WASHINGTON — Former FBI Director James Comey told the Senate Intelligence Committee on Thursday that he documented his meetings with President Donald Trump because he “was honestly concerned that he might lie about the nature of our meeting.”
Comey wrote in his testimony for the committee that was published on Wednesday that he had nine one-one-one conversations with Trump between January and April. He wrote that he first met with Trump on January 6 to brief Trump on a dossier containing allegations of ties between his campaign and Moscow, and “felt compelled to document” that meeting in a memo.

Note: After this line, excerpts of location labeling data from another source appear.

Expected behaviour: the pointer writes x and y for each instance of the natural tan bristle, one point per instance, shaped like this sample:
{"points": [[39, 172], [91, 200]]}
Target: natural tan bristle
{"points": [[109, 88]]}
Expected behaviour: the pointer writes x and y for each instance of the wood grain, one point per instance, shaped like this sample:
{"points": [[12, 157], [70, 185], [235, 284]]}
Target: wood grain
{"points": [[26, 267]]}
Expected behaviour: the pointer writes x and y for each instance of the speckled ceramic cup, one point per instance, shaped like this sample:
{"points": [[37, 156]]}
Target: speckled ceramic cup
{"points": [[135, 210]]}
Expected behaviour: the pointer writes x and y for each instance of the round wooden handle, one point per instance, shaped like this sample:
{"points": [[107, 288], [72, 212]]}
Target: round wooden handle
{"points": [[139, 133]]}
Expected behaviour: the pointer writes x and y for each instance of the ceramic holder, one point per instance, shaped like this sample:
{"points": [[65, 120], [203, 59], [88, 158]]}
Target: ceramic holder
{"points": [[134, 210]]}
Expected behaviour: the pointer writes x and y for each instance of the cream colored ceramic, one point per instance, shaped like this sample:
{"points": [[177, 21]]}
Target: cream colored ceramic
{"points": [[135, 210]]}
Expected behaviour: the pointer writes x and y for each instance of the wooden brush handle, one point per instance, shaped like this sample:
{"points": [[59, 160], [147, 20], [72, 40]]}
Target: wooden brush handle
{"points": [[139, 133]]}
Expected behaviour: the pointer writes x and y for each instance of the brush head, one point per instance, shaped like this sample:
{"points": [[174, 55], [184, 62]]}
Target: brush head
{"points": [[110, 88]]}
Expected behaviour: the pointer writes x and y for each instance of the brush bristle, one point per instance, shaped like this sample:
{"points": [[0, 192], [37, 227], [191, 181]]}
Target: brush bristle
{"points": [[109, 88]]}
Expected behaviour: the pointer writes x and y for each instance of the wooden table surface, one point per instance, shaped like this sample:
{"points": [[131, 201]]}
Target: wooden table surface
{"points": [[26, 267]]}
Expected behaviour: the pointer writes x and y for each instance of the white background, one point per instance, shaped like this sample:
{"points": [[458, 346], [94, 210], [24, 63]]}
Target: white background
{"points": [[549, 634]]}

“To ensure accuracy, I began to type it on a laptop in an FBI vehicle outside Trump Tower the moment I walked out of the meeting,” Comey wrote.
Sen. Mark Warner, a Virginia Democrat, noted during Thursday’s hearing that Comey has “had extensive experience at the Department of Justice and at the FBI” and has worked for presidents of both parties.
“What was it about that meeting that led you to determine that you needed to start putting down a written record?” Warner asked.
Comey responded that it was a number of things.
“I think the circumstances, the subject matter, and the person I was interacting with. Circumstances first, I was alone with the … president-elect of the United States. The subject matter, I was talking about matters that touch on the FBI’s core responsibility and that relate to the president-elect personally. And then the nature of the person. I was honestly concerned that he might lie about the nature of our meeting, and so I thought it really important to document.”
Comey continued: “That combination of things I’d never experienced before, but it led me to believe that I’ve got to write it down and I’ve got to write it down in a very detailed way.”
In his prepared testimony, Comey went into more detail about his notes on his meetings with Trump.
“Creating written records immediately after one-on-one conversations with Mr. Trump was my practice from that point forward,” Comey said of his first meeting with Trump. “This had not been my practice in the past. I spoke alone with President Obama twice in person (and never on the phone) — once in 2015 to discuss law enforcement policy issues and a second time, briefly, for him to say goodbye in late 2016. In neither of those circumstances did I memorialise the discussions. I can recall nine one-on-one conversations with President Trump in four months — three in person and six on the phone.”
Comey also wrote in his prepared testimony that Trump asked him for loyalty during their dinner on January 27, but that he told the president “that I was not on anybody’s side politically and could not be counted on in the traditional political sense, a stance I said was in his best interest as the president.”